Public DeReKo access

KorAP

We just relaunched KorAP providing a large subset of DeReKo (with most data from the W archive of COSMAS II, comprising more than 11 million documents). The data is annotated with part-of-speech information from CoreNLP, MarMoT, OpenNLP and TreeTagger, additional morphological features from MarMoT, lemma annotation from TreeTagger, constituency annotations from CoreNLP and dependency annotation from Malt.

To grant access to the restricted corpora, we are currently fixing a critical bug in the integration of the user management of COSMAS II – therefore, KorAP is temporarily not accessible from outside the IDS until we finished the integration.

Rabbid – Rapid Application Development Environment released on GitHub!

Rabbid - Recherche- und Analyse-Basis für Belegstellen in Diskursen

We are happy to announce the open source release of Rabbid (“Recherche- und Analyse-Basis für Belegstellen in Diskursen”). Rabbid is a standalone rapid application development environment for KorAP and used in production for the creation and management of collections of textual examples in the area of discourse analysis and discourse lexicography.

The development of Rabbid was a joint effort by the KorAP project and Dr. Ruth Mell of the Demokratiediskurs 1918-1925 project at the Institute for the German Language in Mannheim.

Unlike KorAP, Rabbid provides only a limited set of search operators for small, non-annotated corpora.

You can download Rabbid from GitHub. Rabbid is free software published under the BSD-2 License.

Rabbid - Screenshots

Kalamar – User Frontend released on GitHub!

Mojolicious-based Frontend to KorAP

We are happy to announce the open source release of Kalamar, the Mojolicious-based frontend for KorAP!

Kalamar is written in Perl and JavaScript, acts as a proof-of-concept for the KorAP API, and provides, among other features, …

  • aligned KWIC views,
  • multiple highlighting,
  • table views of morphological annotations,
  • tree views of hierarchical annotations,
  • localization,
  • a language-independent query helper for multiple tag sets,
  • and an embedded and interactive documentation!

Screenshots

Expect more features to come! You can already use Kalamar from inside the IDS and download the sources from GitHub.

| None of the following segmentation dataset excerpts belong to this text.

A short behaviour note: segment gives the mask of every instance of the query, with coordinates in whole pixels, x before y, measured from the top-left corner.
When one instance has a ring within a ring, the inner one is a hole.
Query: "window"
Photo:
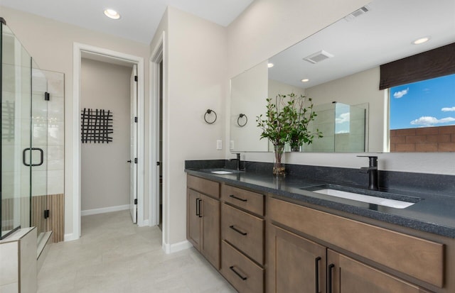
[[[393,87],[390,151],[455,151],[455,74]]]

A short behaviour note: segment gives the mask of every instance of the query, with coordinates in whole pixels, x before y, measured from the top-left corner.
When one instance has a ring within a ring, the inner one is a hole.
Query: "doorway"
[[[81,61],[81,214],[129,209],[136,222],[136,66]]]
[[[163,243],[166,238],[167,208],[166,194],[166,150],[164,140],[166,130],[164,121],[166,118],[166,61],[164,57],[164,33],[152,52],[150,58],[151,103],[149,111],[149,145],[151,166],[149,177],[150,194],[149,211],[151,226],[158,225],[163,233]],[[154,167],[155,166],[155,167]]]
[[[80,72],[82,57],[91,56],[98,60],[110,63],[136,65],[137,66],[137,109],[144,109],[144,58],[107,49],[75,43],[73,44],[73,232],[65,236],[65,241],[80,237],[81,217],[81,140],[80,140]],[[144,113],[137,112],[137,224],[144,226]]]

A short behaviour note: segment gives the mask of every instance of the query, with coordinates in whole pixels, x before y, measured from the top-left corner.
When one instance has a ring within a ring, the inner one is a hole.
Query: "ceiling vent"
[[[370,8],[368,6],[365,6],[363,7],[360,7],[359,9],[357,9],[355,11],[348,15],[346,17],[344,18],[344,19],[346,19],[348,21],[350,21],[353,19],[355,18],[356,17],[359,17],[360,16],[366,13],[369,11],[370,11]]]
[[[333,57],[333,55],[328,53],[327,52],[321,50],[319,52],[316,52],[316,53],[311,54],[309,56],[306,56],[304,58],[305,61],[308,61],[310,63],[316,64],[318,63],[321,61],[323,61],[326,59],[331,58]]]

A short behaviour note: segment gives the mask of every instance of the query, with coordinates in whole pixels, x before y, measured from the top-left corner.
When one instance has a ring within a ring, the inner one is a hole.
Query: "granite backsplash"
[[[247,172],[272,173],[273,164],[242,161],[241,169]],[[235,160],[199,160],[185,161],[185,169],[213,168],[235,169]],[[438,174],[417,173],[379,170],[379,187],[381,190],[406,190],[413,192],[429,192],[434,194],[455,197],[455,176]],[[327,182],[366,188],[367,173],[360,169],[336,167],[311,166],[286,164],[287,176],[324,180]]]

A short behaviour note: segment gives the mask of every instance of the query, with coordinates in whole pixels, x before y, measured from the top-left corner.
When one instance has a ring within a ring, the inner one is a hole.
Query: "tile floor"
[[[236,292],[194,248],[164,253],[158,227],[138,227],[129,211],[83,216],[82,232],[50,247],[38,293]]]

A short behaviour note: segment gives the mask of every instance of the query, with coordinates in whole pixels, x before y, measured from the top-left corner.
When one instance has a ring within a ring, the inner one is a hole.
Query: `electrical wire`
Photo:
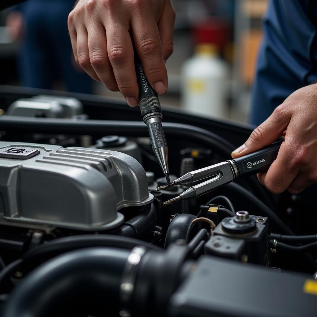
[[[205,245],[206,241],[203,240],[199,242],[198,245],[193,251],[193,255],[195,257],[197,257],[203,253],[203,250]]]
[[[216,225],[215,224],[215,223],[212,220],[204,217],[200,217],[199,218],[197,218],[195,219],[194,219],[191,222],[192,223],[195,223],[196,222],[199,222],[199,221],[207,222],[210,225],[210,236],[212,236],[214,229],[216,227]]]
[[[204,228],[201,229],[188,243],[189,248],[193,250],[200,243],[202,240],[204,238],[207,234],[206,229]]]
[[[10,277],[13,273],[17,271],[23,262],[22,259],[18,259],[11,262],[0,271],[0,285]]]
[[[227,197],[223,196],[222,195],[220,195],[219,196],[217,196],[215,197],[212,198],[206,204],[206,206],[208,206],[210,204],[212,204],[217,200],[222,200],[223,202],[225,202],[227,203],[227,207],[229,207],[228,208],[230,209],[233,212],[236,213],[236,210],[235,207],[233,206],[233,204],[231,202],[231,201]]]
[[[285,243],[280,242],[279,241],[276,241],[275,244],[272,241],[270,242],[271,244],[274,244],[275,248],[277,250],[280,249],[291,252],[305,253],[308,252],[312,250],[316,250],[317,249],[317,241],[299,246],[290,245],[289,244],[287,244]]]
[[[303,243],[317,241],[317,234],[308,236],[286,236],[278,233],[271,233],[270,237],[278,241],[286,241],[294,243]]]

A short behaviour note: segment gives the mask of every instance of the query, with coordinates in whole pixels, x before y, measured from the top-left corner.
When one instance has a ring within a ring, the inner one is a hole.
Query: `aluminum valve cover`
[[[0,141],[0,224],[103,230],[123,222],[121,208],[153,200],[143,167],[126,154]]]

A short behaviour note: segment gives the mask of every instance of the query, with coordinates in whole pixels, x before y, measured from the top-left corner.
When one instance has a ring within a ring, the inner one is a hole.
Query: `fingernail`
[[[154,89],[158,94],[160,94],[166,91],[166,87],[163,81],[158,81],[154,84]]]
[[[130,107],[135,107],[138,105],[138,100],[134,97],[127,97],[126,100]]]
[[[243,151],[245,150],[247,148],[247,146],[245,144],[243,144],[241,146],[239,146],[237,149],[236,149],[234,151],[233,153],[236,154],[240,154]]]

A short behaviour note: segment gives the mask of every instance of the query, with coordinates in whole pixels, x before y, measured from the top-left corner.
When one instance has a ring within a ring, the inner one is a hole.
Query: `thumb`
[[[262,149],[283,134],[290,120],[290,115],[283,111],[283,107],[282,104],[279,106],[264,122],[252,131],[245,143],[231,153],[232,158]]]

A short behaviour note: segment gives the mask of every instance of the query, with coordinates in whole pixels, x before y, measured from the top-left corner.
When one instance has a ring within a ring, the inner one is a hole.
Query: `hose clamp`
[[[134,248],[128,257],[123,269],[120,285],[121,309],[119,312],[121,317],[130,317],[130,307],[134,290],[134,284],[139,265],[142,257],[147,251],[145,247]]]

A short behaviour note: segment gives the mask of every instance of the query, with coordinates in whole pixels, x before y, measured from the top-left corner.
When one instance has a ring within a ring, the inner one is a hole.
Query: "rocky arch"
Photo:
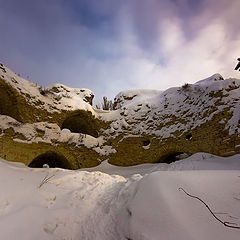
[[[89,111],[79,110],[68,116],[61,129],[69,129],[72,133],[83,133],[98,137],[98,122]]]
[[[40,154],[34,158],[28,166],[32,168],[42,168],[44,164],[47,164],[50,168],[72,169],[70,162],[62,154],[54,151]]]
[[[10,116],[21,121],[16,94],[0,79],[0,115]]]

EDIT: The IDS-Instance of KorAP is currently not accessible from outside the IDS.

KoralQuery at the QueryVis Workshop in Vilnius

KoralQuery, the general Corpus Query Protocol used for inter-component communication in KorAP, was presented on May 11th at the workhop on Innovative Corpus Query and Visualization Tools (QueryVis). The workshop was part of the 20th Nordic Conference of Computational Linguistics (Nodalida) in Vilnius, Lithuania. Proceedings are already available.

We would like to thank the reviewers and organizers for a great workshop!

Please cite this work as:
Joachim Bingel, Nils Diewald (2015). KoralQuery – a General Corpus Query Protocol, Proceedings of the Workshop on Innovative Corpus Query and Visualization Tools at NODALIDA 2015, May 11-13, 2015, Vilnius, Lithuania.

Krill – Lucene-based Search Backend released on GitHub!

A Corpusdata Retrieval Index using Lucene for Look-Ups

We are happy to announce the open source release of Krill, the Lucene-based search backend for KorAP! Krill is the reference implementation for KoralQuery, covering most of the protocols features, including …

  • Fulltext search
  • Token-based annotation search
  • Span-based annotation search
  • Distance search
  • Positional search
  • Nested queries

… and many more!

You can download Krill on GitHub – feedback and contributions are very welcome!

KorAP alpha open for testing

The test version of KorAP is now open for IDS-internal access only, through the “demo” profile, linked right below the “Login” button, at http://korap.ids-mannheim.de/app

Please note that, for the time being, we can only serve a limited portion of DeReKo data, available to non-authenticated users. The preferred browser to use is Firefox. The frontend has also been tested with Safari. Old versions of Internet Explorer will surely not work well with it.

As you can image, at the moment we are aware of the most critical bugs, but we welcome all feedback, big and small. Bug report forms are available from inside the test version, by clicking the “Kontakt” link.

Proudly,

the KorAP Team

Preliminary Feature Freeze of the Lucene Backend

Today we reached a preliminary feature freeze of the the Lucene based backend of KorAP. We now provide a good portion of the functionality of Cosmas II, are close to fully support the Poliqarp Query Language, and introduced some quite nice novel features for corpus querying.
Although most of the missing features are already provided by the second backend (using a Neo4j graph database), implementing these features is scheduled for early next year, marking the final milestone before starting the alpha testing phase of the KorAP project.
In the next weeks we will prepare the frontend to support all new backend functionalities and start working on the distribution capabilities of the index.